Politics, Power and Inequalities

Instructors: Vlasta Jalušič and Tonči Kuzmanić, Mirovni inštitut, Slovenia

Working language: Bosnian/Croatian/Serbian 

Course Description:

The course aims at an in-depth analysis of understanding the issue of inequality and its correlation with violence and relationships between politics, power and (in)equality. The approach to the course is based on the premise that inequalities undermine politics and power, and that they contribute to violence or lead to violence. However, inequalities can sometimes present greater danger then violence. Therefore, the course discusses proactively if violence is really “the worst thing that can happen to us.”  The empirical baseline of the course are the cases of revolutions as generators of power and politics, while the focus will be put on experiences from 1968, on the revolutions in Central and East Europe during 1989, and the recent revolutions in Middle East and Africa (known as the “Arab Spring”). 

Key questions are: What happens when political-based power becomes a stunted basis of institutions? How to discuss and understand (in)equal state policies in such contexts and how to respond to them? Various experiences in establishing power and its institutionalization will be discussed and accompanied by exercises in forms of concrete policy analysis of laws and documents that refer to issues of (in)equality and its consequences. 

Course goals: 

  1. Understanding and rethinking of terms such as politics, power, revolution and (in)equalities, relationships and links between them, and possible consequences of these links on the post-socialistic and post-capitalistic global context.
  2. Differentiating, defining and rethinking of terms and their practical adoption. 
  3. Analysis and decoding of concrete phenomena of inequalities in societies where participants live and work, as well as indetifying their possible contributions to peace or violence. 
  4. Analysis of inequality policies on the basis of concrete examples of policital documents, laws, etc. (concrete examples will be taken from participant's home states). 
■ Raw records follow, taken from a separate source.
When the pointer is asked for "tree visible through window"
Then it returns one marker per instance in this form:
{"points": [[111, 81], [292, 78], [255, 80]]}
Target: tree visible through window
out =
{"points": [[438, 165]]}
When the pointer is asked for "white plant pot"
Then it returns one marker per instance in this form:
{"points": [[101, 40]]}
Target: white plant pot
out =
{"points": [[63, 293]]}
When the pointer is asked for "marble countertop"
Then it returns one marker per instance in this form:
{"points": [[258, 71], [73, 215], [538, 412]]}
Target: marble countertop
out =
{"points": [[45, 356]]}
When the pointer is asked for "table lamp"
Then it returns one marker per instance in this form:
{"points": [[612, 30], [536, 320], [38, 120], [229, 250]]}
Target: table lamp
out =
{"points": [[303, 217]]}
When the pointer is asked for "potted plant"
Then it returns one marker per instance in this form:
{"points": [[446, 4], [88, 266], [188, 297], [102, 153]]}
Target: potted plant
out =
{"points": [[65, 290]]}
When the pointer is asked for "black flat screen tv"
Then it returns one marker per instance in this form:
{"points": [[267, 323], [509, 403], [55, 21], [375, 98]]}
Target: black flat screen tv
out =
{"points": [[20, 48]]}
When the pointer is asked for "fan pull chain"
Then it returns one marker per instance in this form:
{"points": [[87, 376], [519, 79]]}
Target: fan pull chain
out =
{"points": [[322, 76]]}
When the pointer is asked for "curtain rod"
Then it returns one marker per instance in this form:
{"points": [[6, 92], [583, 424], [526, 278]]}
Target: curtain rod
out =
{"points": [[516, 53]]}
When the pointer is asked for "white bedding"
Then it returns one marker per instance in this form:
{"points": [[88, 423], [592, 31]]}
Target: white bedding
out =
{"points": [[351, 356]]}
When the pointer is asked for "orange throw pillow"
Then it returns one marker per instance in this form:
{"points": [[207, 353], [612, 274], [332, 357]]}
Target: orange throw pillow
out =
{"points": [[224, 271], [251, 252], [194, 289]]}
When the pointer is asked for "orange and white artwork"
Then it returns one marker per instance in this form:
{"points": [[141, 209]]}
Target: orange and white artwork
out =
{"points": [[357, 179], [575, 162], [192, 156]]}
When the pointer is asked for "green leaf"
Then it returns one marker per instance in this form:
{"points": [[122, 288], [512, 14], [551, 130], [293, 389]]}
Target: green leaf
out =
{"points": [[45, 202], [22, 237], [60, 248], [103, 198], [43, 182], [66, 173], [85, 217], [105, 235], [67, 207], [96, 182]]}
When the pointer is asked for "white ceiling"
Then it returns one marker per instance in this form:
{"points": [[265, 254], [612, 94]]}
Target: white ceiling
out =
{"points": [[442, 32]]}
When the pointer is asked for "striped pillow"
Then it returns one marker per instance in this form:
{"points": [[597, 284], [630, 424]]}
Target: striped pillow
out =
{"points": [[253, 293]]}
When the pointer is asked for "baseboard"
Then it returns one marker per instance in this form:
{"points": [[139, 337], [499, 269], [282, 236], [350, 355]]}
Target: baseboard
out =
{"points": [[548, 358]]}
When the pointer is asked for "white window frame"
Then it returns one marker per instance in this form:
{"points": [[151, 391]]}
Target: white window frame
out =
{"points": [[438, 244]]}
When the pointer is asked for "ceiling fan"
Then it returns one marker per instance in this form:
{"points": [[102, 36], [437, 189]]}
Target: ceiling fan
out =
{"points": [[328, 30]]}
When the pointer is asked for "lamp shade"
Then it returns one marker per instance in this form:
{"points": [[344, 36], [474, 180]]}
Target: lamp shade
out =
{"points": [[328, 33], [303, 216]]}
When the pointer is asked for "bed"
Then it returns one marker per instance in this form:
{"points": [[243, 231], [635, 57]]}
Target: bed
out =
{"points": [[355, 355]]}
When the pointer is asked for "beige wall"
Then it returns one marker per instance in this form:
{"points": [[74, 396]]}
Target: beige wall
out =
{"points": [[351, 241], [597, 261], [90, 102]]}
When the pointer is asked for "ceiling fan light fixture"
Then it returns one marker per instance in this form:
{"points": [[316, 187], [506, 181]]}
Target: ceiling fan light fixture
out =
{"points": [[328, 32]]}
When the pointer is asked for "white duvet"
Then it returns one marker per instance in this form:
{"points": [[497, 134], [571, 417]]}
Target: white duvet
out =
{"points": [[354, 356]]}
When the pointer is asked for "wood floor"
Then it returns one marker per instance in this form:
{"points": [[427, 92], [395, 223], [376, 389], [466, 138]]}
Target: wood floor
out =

List of Reading Materials: 

  1. Hannah Arendt, O nasilju. U Hannah Arendt, Politički eseji, Antibarbarus Zagreb, 1996, 176-190. 
  2. Vaclav Havel, The Power of Powerless. Moć nemoćnih : ogledi o politici. Nove Knjige, 1990
  3. Jean Jacques Rousseau, Rasprava o porijeklu i osnovama nejednakosti među ljudima. Str. 33-71
  4. Michel Foucault: Panopticism.U: Foucault Reader str. 206-213 i Biopower, ibid. 259-272. (Michel Foucault, Znanje i moć, Globus, Zagreb 2004. Michel Foucault, Rađanje biopolitike, Svetovi, Novi Sad 2005.).
  5. Mahmood Mamdani, An African Reflection in the Tahrir Square. http://pambazuka.org/en/category/features/73187.
  6. Carol Lee Bacchi.Women, Policy and Politics: the Construction of Policy Problems. (1999) London: Sage. 3-13 i 35-49. 
  7. Vlasta Jalušič: Kompleksne nejednakosti. Tekst iz knjige Majda Hrženjak, Vlasta Jalušič, Vrata nisu baš odprta. Treba da jih gurneš, pa da se otvaraju... Perspektive v reševanju kompleksnih neenakosti. Mirovni inštitut, Ljubljana 2011. str. 11-32.
  8. Proposals or passed antidiscrimination laws from home states of participants. 

Documentaries and other films: 

  • Adam Curtis  collection: The Trap i The Power of Nightmare
  • Lorédana Bianconi: Do you remember revolution?